This is a wonderfully clear, but rather limited statement of the position of marxist theory in relation to both Weberian and socially-relativist conceptions of “social science, “ written by a current proponent of the Dutch-German Left Communist tradition, Paul Mattick Junior. It criticizes and rejects classical models of the operation of “social science,” especially Weber, and then wrestles at length with Peter Winch’s relativist criticism of Weber, his rejection of the anthropologist as an outside analyst of a society drawing conclusions with which the participants in the society would disagree, and his ultimate rejection of the possibility of social science itself. Mattick is both harsh and fair with Winch, completely rejecting his framework while showing how some of his concerns are actually quite close to Marx’s. The book goes on to give a vicious smacking to professional economics - always a fun pastime - and lay out elements of the marxist understanding of the production of systematic knowledge about society, concluding with situating marxism as a tool of the proletariat to be made use of and dispensed with as the capitalist mode of production which gives rise to it is done away with.
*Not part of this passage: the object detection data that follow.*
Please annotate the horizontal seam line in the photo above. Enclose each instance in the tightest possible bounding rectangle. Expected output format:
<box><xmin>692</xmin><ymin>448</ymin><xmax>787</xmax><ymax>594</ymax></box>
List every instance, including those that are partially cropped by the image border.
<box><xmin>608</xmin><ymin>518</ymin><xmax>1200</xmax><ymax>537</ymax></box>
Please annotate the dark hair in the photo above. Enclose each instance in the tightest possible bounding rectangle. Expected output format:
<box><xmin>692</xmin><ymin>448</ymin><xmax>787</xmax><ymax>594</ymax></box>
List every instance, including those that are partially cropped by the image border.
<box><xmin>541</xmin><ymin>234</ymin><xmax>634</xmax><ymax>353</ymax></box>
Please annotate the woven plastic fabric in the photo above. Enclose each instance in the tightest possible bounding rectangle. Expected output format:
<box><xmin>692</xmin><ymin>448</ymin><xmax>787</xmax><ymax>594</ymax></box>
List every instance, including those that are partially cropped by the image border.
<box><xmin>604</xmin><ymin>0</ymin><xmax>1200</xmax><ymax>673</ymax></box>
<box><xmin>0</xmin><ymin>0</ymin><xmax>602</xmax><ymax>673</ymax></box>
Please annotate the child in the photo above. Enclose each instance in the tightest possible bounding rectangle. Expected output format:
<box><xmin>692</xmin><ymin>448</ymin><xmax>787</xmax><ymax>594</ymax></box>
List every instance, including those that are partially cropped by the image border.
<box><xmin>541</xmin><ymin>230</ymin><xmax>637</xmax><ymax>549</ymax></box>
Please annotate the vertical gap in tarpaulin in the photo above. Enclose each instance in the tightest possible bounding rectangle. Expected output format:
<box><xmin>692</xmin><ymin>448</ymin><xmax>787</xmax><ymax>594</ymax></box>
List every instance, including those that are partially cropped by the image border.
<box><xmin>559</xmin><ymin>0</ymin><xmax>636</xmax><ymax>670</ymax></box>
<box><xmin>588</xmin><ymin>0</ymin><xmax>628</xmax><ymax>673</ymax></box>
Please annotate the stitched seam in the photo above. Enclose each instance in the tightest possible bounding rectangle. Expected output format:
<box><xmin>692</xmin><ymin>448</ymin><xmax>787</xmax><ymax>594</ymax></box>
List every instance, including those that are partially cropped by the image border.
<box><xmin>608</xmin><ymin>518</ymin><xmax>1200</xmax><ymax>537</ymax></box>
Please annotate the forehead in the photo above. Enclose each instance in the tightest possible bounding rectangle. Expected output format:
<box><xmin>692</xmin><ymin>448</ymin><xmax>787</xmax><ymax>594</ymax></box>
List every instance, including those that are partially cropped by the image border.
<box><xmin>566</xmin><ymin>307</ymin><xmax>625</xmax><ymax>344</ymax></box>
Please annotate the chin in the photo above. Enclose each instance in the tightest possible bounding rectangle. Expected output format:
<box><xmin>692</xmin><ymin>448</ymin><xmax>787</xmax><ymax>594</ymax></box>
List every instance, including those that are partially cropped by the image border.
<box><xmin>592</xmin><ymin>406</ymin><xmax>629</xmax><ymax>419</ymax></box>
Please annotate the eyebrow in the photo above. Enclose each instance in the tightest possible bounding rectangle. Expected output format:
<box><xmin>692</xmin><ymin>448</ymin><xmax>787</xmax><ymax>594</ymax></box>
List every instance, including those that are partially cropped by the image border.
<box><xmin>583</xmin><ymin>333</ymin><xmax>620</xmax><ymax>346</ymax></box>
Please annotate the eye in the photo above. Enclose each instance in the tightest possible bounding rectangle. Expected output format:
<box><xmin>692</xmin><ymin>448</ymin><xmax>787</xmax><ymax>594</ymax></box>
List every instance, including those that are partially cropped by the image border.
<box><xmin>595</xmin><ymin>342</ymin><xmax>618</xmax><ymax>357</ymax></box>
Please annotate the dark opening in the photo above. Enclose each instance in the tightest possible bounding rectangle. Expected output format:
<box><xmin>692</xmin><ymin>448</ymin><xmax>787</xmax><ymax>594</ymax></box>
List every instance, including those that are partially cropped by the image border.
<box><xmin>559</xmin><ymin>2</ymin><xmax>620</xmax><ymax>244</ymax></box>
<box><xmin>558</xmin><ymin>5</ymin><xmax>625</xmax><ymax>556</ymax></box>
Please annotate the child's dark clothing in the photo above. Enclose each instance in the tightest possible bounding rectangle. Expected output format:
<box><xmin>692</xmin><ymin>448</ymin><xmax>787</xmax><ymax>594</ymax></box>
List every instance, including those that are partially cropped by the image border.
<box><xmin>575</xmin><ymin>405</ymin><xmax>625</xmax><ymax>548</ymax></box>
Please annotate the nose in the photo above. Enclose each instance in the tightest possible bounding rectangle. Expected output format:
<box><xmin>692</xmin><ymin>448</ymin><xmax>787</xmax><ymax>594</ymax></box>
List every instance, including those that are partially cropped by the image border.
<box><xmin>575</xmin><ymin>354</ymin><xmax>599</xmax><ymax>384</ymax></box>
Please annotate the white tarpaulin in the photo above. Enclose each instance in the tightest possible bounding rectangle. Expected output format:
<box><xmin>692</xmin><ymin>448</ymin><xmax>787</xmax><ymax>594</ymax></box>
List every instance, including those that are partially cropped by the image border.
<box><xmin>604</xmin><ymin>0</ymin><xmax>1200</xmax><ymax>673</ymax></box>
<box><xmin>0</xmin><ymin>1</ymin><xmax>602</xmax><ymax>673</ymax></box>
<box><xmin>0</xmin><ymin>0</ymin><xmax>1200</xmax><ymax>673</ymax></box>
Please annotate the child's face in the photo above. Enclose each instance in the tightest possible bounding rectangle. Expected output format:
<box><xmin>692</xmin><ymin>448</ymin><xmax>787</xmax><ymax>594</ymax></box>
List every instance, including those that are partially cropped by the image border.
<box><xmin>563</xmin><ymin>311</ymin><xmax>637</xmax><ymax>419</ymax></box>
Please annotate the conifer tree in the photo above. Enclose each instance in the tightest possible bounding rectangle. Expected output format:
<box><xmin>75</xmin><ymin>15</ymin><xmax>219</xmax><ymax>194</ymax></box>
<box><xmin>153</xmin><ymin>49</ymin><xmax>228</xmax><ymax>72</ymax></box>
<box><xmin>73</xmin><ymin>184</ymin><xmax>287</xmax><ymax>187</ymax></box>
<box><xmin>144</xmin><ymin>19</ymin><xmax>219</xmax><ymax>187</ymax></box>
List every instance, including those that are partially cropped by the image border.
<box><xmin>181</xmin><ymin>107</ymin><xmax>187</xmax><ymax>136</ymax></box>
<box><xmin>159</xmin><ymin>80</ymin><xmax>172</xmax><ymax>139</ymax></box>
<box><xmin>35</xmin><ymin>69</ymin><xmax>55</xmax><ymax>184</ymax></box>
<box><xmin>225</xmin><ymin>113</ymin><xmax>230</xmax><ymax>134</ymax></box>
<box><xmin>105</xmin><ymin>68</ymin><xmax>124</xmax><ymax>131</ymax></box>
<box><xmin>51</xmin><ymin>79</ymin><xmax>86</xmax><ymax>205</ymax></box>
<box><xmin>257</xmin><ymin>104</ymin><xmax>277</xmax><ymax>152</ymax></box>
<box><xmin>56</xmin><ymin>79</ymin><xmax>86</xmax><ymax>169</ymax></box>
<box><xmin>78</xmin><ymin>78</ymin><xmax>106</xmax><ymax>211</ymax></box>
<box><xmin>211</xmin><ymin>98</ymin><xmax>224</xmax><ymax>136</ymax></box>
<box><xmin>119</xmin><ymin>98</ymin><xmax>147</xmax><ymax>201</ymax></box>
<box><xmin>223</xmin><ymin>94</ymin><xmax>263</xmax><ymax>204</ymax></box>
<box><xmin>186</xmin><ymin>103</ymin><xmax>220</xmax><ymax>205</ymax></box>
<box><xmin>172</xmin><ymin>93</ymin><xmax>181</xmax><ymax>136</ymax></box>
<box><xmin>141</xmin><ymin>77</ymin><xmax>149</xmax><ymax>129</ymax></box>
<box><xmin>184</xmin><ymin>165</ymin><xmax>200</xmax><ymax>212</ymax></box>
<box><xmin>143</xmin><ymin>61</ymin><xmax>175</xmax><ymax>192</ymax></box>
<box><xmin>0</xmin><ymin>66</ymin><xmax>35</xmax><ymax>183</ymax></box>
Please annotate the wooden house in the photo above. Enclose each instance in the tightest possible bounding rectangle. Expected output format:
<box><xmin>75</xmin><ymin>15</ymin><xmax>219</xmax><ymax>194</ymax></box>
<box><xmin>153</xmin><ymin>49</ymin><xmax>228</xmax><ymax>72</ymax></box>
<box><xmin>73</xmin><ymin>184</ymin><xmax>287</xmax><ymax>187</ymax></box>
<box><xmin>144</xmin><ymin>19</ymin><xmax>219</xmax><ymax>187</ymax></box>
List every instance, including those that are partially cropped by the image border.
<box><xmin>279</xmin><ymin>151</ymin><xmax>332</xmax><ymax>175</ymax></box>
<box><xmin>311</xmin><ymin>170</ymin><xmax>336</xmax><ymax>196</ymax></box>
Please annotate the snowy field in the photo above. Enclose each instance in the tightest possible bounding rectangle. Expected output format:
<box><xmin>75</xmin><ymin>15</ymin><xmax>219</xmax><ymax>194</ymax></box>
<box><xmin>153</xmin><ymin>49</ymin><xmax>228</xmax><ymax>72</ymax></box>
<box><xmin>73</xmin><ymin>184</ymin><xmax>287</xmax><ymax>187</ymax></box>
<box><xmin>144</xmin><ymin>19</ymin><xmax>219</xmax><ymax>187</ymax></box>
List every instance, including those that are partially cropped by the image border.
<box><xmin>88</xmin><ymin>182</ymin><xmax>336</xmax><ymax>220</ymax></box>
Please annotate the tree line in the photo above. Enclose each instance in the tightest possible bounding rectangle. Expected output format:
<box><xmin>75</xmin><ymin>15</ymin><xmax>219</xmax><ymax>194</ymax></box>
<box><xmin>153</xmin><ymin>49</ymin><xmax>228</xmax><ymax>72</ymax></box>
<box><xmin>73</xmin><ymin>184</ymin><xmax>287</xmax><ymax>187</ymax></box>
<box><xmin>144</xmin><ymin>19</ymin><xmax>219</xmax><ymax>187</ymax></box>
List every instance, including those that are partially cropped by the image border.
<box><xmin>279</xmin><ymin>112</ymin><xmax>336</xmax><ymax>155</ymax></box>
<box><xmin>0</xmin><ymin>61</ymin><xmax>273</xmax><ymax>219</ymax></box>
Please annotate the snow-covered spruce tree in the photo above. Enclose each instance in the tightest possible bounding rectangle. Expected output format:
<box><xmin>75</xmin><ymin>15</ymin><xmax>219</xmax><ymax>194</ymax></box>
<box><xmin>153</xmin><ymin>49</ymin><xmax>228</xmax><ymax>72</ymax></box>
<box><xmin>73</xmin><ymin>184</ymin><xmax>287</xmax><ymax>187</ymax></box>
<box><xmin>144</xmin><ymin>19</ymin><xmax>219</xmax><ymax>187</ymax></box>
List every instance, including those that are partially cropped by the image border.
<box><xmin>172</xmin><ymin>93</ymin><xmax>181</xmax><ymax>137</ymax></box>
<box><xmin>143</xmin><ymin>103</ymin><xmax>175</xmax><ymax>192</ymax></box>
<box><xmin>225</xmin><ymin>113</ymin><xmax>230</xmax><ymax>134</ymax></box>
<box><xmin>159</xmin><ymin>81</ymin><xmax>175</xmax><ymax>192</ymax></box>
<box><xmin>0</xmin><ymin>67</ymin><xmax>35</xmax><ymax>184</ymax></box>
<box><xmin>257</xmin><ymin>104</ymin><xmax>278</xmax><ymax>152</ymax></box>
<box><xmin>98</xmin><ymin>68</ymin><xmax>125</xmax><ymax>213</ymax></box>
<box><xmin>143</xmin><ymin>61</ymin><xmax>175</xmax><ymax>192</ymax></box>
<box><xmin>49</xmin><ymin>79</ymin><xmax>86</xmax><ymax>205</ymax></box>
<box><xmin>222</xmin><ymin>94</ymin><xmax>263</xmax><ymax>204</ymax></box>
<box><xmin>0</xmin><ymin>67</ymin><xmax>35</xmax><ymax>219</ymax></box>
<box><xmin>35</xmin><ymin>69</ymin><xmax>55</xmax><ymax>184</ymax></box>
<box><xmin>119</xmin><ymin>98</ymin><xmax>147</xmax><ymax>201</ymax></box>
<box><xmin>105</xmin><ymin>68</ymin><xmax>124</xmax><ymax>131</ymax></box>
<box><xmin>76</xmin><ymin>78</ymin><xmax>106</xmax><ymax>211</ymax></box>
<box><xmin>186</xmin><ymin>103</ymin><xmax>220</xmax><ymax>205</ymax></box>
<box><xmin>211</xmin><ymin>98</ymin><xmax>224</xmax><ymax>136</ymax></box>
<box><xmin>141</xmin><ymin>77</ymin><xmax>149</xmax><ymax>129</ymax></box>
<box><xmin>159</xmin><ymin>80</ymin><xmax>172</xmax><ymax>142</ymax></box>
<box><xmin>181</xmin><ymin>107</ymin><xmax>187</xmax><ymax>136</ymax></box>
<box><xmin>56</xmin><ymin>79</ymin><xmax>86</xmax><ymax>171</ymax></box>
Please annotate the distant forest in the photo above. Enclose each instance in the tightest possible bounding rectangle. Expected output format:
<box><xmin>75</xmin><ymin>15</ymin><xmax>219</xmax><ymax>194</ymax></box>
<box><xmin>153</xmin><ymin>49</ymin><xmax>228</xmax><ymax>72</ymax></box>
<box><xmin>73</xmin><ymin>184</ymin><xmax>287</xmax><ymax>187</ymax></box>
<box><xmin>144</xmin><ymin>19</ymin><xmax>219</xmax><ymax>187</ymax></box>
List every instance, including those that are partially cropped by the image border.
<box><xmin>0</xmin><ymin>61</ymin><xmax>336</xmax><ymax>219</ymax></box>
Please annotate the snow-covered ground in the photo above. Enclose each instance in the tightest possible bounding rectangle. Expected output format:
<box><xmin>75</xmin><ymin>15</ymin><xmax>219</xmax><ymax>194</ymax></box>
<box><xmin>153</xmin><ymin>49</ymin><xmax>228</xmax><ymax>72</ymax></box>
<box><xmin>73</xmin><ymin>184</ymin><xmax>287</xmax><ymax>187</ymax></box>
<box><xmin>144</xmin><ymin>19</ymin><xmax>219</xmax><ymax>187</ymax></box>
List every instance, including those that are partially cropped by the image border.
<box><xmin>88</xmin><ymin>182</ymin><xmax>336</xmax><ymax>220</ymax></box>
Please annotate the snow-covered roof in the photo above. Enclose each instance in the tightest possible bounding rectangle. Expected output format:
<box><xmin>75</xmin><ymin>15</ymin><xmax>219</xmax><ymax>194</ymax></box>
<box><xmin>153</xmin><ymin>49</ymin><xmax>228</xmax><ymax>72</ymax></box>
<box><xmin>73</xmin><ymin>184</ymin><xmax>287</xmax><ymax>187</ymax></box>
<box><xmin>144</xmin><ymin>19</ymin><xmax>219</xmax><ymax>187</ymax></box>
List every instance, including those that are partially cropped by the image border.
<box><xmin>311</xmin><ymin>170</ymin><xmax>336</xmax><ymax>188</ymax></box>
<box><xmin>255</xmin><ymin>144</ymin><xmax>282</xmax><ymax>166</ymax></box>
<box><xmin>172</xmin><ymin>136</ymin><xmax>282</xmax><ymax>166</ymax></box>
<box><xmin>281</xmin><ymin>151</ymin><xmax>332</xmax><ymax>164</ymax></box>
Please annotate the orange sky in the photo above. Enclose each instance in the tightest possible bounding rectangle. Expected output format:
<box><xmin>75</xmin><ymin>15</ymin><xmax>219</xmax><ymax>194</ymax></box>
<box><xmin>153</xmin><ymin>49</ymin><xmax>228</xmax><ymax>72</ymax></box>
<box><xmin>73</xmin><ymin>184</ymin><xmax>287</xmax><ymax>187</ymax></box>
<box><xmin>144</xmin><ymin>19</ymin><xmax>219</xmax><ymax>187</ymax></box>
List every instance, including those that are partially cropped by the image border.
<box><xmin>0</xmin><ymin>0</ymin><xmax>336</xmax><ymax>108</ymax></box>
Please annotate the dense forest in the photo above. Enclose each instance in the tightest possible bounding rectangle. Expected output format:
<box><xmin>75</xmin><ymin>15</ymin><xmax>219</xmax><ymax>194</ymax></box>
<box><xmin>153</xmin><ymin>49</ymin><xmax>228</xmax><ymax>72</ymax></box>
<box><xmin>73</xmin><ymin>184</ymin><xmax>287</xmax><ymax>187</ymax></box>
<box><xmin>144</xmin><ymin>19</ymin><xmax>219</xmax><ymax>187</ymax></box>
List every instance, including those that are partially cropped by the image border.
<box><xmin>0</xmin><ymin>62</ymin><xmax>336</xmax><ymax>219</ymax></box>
The explanations Mattick gives of the marxist methods for understanding societies are excellent, and sometimes brilliant, and his criticisms of Weber and Winch are convincing, considered and subtle. He stays so much on the level of critique of social science methodology and its internal criticisms, however, that he neglects fully performing the crucial step of analyzing the social conditions that gave rise to social science beyond a very general theoretical confirmation of its being specific to capitalism. Neither colonialism nor the social management of the proletariat are brought up - absolutely puzzling for a book on this topic; this is despite the fact of formative social science being directly involved in both the colonial projects of European states and the transformation of bourgeois “philanthropic” efforts to mollify the proletariat and prevent uprisings into modern social-containment industries such as social work. Neither is the question of how the division of labor in societies shapes day-to-day consciousness and the production of scientific knowledge taken on. This historical investigation into the conditions producing the consciousness of the social scientist is fundamentally important to the project that Mattick takes on; without it, the book is incomplete and unable to fully explain the fundamental contradictions in professional sociology, anthropology and economics.
For this reason, I’ve given three rather than four stars. I would encourage readers to give it a go anyway - it’s short, concise, and well worth the read. Just do your best to remain highly conscious of how partial and short-circuited of an explanation it is.